W środę policjanci z Wydziału Ruchu Drogowego zabrzańskiej komendy przeprowadzili intensywną akcję „Trzeźwość”. Funkcjonariusze skontrolowali blisko 500 kierowców. Efekt? Kolejny zmotoryzowany, który zdecydował się wsiąść za kierownicę po alkoholu.
ZOBACZ TEŻ: Blisko 400 interwencji Straży Miejskiej. Parkowanie wciąż jednym z największych problemów – W Zabrzu
Tuż przed godziną 6.00 na ul. Szkubacza mundurowi zatrzymali 35-letniego mieszkańca Zabrza. Badanie wykazało 0,46 promila alkoholu w jego organizmie. Jakby tego było mało, podczas kontroli wyszło na jaw, że mężczyzna nie posiada uprawnień do kierowania pojazdami. Jego samochód – nie mogąc pozostać na miejscu przeprowadzenia kontroli – trafił na lawetę i został odholowany na koszt właściciela.

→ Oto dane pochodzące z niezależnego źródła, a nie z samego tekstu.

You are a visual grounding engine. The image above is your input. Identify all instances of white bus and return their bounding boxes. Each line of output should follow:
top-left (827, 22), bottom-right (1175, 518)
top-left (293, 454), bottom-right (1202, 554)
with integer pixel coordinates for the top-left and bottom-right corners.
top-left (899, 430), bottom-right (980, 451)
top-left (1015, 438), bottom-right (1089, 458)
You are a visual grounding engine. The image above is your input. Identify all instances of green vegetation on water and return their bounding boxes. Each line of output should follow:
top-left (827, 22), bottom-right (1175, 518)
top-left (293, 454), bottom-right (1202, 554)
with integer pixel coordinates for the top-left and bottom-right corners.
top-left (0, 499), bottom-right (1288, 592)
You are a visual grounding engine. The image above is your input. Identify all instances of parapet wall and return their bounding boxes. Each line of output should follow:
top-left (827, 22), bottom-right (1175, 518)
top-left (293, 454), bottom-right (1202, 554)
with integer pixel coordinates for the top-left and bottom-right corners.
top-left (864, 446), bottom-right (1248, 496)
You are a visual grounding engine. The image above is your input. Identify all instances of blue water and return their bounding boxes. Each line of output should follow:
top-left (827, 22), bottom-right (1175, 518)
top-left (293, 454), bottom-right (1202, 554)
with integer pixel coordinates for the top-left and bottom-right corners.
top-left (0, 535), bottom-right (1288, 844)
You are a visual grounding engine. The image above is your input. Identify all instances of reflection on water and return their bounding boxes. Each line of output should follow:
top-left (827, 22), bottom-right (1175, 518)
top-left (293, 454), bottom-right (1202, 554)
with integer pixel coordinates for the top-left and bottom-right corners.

Policja przypomina, że prowadzenie auta pod wpływem alkoholu lub narkotyków to realne zagrożenie dla wszystkich uczestników ruchu, zwłaszcza pieszych i rowerzystów. Takie substancje upośledzają koordynację, zaburzają koncentrację i spowalniają reakcje, co może prowadzić do nieprzewidywalnych i niebezpiecznych zachowań na drodze.
Celem akcji „Trzeźwość” jest ograniczenie liczby wypadków spowodowanych przez kierowców „na podwójnym gazie” oraz tych, którzy prowadzą pod wpływem środków odurzających. Mundurowi wykorzystują do tego specjalistyczne testery i urządzenia wykrywające alkohol oraz narkotyki.
Policja apeluje o rozsądek i przestrzeganie przepisów. – To od kierowców w dużej mierze zależy bezpieczeństwo na drogach – przypominają funkcjonariusze. Zachęcają też pasażerów, by reagowali na niepokojące zachowania i zwracali uwagę na stan kierowców, zanim ci wyruszą w drogę.